There were Kohanim in that beis habechirah, too, a wife and children who served their husband and father with a dedication defying description. It was never that Mendy was their “project.” He was an integral part of the family, and they did everything they could to ensure that status. As Shloimy Berger observed, “When the aides were not up to par, it meant that Malky and her children would do what needed to be done. When you see young kids doing these things, suctioning out the lungs, you realize the unimaginable levels of devotion they had. That’s what enabled him to live so long.”
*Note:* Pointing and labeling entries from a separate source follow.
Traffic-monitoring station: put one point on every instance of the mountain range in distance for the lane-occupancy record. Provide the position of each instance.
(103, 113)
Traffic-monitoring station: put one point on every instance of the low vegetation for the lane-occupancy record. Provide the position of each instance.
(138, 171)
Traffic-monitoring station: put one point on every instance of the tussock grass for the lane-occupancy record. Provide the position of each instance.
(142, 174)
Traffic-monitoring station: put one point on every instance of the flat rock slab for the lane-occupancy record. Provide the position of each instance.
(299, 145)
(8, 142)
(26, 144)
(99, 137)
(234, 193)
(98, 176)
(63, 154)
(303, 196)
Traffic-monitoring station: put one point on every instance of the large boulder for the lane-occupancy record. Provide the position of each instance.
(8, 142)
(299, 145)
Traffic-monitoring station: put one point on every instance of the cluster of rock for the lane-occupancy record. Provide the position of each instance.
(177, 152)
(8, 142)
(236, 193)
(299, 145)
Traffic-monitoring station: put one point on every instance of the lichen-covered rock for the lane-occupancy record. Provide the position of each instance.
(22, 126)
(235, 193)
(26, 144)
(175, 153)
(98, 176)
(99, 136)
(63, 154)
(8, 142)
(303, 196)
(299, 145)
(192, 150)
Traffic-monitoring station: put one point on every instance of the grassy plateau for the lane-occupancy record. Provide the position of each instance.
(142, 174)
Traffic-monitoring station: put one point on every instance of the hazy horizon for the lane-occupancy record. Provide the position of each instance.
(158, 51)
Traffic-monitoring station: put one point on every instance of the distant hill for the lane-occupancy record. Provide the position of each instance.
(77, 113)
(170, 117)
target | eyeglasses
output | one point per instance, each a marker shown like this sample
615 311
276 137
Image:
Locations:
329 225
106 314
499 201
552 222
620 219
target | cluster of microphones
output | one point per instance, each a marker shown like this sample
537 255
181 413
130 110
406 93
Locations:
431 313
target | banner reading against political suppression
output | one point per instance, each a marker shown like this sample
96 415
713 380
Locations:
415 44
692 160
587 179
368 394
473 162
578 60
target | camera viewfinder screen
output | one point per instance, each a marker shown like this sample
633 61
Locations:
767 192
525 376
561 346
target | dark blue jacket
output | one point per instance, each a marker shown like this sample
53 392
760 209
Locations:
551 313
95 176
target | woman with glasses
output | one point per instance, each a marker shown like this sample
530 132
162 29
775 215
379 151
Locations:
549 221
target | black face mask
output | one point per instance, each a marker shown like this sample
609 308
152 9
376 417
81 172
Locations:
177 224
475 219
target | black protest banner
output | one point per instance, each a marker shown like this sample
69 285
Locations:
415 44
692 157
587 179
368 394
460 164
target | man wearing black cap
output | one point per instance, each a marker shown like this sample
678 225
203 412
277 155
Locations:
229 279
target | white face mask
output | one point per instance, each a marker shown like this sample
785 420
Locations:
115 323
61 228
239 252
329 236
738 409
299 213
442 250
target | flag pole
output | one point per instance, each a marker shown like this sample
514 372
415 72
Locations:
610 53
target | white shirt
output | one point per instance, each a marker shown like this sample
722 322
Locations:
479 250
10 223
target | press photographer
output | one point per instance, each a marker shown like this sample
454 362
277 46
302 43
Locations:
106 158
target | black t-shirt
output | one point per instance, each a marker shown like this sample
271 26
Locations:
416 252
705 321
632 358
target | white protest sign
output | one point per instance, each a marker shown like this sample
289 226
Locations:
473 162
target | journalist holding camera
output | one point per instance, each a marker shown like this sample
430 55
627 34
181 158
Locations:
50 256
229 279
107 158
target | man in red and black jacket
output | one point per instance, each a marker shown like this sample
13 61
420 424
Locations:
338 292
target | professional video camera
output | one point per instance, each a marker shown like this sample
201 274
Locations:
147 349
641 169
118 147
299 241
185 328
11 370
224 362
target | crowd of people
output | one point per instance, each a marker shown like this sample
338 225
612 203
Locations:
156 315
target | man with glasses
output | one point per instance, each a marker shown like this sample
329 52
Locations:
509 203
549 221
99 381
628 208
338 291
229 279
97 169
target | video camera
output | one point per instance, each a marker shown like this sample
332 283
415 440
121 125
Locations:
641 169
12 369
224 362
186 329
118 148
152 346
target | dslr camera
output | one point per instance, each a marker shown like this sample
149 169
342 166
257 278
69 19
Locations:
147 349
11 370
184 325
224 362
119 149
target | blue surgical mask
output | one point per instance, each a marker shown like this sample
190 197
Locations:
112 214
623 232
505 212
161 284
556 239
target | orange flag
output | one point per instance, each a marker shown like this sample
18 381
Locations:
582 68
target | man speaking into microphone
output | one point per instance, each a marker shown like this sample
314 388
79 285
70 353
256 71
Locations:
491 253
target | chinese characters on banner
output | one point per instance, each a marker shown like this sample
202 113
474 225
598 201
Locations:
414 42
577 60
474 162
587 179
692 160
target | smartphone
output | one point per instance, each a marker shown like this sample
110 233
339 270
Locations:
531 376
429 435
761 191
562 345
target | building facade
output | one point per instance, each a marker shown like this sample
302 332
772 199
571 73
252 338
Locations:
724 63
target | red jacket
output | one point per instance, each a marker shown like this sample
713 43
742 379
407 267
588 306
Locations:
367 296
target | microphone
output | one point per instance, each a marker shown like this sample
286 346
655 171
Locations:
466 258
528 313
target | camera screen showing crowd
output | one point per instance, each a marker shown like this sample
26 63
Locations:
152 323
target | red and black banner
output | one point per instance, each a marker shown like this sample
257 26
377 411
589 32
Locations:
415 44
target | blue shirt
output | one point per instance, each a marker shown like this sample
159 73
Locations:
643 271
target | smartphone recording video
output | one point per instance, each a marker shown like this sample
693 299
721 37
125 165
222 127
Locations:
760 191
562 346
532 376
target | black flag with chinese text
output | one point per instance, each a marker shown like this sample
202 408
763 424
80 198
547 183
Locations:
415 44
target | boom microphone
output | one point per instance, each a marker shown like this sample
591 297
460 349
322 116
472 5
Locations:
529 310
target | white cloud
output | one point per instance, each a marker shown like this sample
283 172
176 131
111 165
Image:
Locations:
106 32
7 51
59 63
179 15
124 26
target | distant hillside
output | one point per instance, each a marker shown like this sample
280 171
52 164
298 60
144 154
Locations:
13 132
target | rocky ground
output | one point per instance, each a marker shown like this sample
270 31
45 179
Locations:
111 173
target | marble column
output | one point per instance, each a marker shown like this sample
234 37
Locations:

Dr. Reuven Cofsky, the Rosenbergs’ next-door neighbor and unofficial off-hours physician who kept a close monitor on Mendy’s meds and vitals, says that Malky “was Mendy’s nurse, nurse’s aide, and respiratory therapist all in one, doing everything for him yomam va’laylah, and she’s the one who really kept him going, especially during the last years. Yet her relationship with him was still one of unconditional respect, still consulting him when decisions had to be made.”
When Malky accompanied Mendy to the hospital for the last time, she took along the volume of Living Emunah she had been reading to him. It was Volume 6, and that Shabbos in the hospital she continued reading to him, completing Chapter 71 before putting the book aside.
During shivah, Malky says, “my son was having a hard time. So I said, ‘Let’s continue with the next chapter that I would have read to Tatty,’ and it was so appropriate. It was just what my son needed to hear, what we all needed to hear.”
Just like the story of Mendy Rosenberg.